Once it reaches its "prefix" limit, it trims the preceding sequence to this length. The longer the sequence, the less creative
Ipsumizer
will be and the more the generated text will resemble the sample. At some length it will stop generating any
novel sentences and will simply return some random sentence from the sample it ingested.
Sentencing
If you give Ipsumizer
an array as the first argument to its initializer it will assume these are the sample sentences.
Alternatively, if you give it a String
it will use a regular expression to splits this string into sample sentences.

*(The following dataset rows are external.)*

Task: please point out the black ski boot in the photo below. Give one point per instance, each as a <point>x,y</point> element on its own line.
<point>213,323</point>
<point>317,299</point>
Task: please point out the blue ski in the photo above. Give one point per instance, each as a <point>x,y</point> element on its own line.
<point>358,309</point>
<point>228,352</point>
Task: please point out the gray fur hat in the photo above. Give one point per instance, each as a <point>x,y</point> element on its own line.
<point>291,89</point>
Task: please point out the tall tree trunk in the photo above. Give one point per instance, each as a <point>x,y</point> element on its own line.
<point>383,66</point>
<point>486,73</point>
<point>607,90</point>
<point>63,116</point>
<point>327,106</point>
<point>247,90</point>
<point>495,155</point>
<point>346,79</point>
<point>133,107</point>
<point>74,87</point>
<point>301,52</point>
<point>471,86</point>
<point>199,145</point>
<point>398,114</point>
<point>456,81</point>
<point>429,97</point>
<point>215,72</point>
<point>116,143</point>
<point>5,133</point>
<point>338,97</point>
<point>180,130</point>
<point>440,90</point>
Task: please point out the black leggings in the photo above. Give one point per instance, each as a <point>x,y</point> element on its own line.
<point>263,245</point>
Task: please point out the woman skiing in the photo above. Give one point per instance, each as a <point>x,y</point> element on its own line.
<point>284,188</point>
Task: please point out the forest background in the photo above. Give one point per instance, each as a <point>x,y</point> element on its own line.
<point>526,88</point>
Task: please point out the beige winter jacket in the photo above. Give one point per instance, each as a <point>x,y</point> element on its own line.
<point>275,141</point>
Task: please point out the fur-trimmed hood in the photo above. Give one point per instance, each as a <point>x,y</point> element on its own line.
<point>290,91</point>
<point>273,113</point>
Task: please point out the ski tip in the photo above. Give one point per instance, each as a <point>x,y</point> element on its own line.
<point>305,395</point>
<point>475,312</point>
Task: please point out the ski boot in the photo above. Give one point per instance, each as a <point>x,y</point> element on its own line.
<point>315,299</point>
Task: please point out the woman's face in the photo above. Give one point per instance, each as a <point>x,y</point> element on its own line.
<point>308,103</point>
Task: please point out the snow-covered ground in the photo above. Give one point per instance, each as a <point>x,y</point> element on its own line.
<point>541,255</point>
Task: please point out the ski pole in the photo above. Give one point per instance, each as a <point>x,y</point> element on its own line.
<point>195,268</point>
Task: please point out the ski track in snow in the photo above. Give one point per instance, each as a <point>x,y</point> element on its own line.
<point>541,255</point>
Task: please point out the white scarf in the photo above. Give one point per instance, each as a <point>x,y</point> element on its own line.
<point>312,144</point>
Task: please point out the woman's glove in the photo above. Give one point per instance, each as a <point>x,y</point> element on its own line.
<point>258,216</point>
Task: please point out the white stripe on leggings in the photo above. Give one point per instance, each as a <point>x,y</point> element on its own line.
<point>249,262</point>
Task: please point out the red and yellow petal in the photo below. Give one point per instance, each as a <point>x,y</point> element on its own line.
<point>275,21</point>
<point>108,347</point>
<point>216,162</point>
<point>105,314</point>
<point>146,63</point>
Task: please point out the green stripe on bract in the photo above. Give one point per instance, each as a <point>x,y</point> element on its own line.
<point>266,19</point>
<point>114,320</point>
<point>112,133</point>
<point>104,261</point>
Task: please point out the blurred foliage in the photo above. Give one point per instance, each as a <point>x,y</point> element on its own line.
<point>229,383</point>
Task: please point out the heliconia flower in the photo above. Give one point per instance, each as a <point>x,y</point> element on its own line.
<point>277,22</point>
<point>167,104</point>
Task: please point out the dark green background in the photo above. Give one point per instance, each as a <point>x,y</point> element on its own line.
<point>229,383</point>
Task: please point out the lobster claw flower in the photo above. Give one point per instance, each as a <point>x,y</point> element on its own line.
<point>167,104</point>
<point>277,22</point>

As is generally the case with regular expression parsing, this won't always be as sophisticated as you might like. You can
either do the sentencing yourself beforehand or provide your own sentencing regexp, like so:
ip = Ipsumizer.new text, sentencer: /([.?!])/
Note the capturing group around the expression. Ipsumizer
assumes sentencing expressions capture their separators. It
will look for the these in the split
output, therefore, and glue them back onto their sentences.
Normalization
The only normalization Ipsumizer
provides by default is the stripping of whitespace and the conversion of all
internal whitespace into ' '. If you want to remove macrons, for example, you need to do it to the text yourself.
Methods
initialize(text, sentencer: DEFAULT_SENTENCER, prefix: DEFAULT_PREFIX)
The text
parameter is either a string or an array of strings. In the former case, the string will be
split into sentences using the sentencer pattern. The prefix
parameter is a non-negative integer. The bigger
the prefix, the more faithful generated sentences will be to the original.
speak
Generate a random sentence.
sentence(text)
Split the text
parameter into sentences using the Ipsumizer
's sentence boundary pattern.
sentencer
Accessor for the sentencer pattern.
prefix
Accessor for the prefix length.
Defaults and Constants
DEFAULT_SENTENCER = Regexp.new %r{([.!?][.!?\p{Final_Punctuation}\p{Close_Punctuation}"\s]*)}
DEFAULT_PREFIX = 4
Installation
Add this line to your application's Gemfile:
gem 'ipsumizer'
And then execute:
$ bundle
Or install it yourself as:
$ gem install ipsumizer
Usage
TODO: Write usage instructions here
Development
After checking out the repo, run bin/setup
to install dependencies. Then, run rake test
to run the tests. You can also run bin/console
for an interactive prompt that will allow you to experiment.
To install this gem onto your local machine, run bundle exec rake install
.
Contributing
Bug reports and pull requests are welcome on GitHub at https://github.com/dfhoughton/ipsumizer.
License
The gem is available as open source under the terms of the MIT License.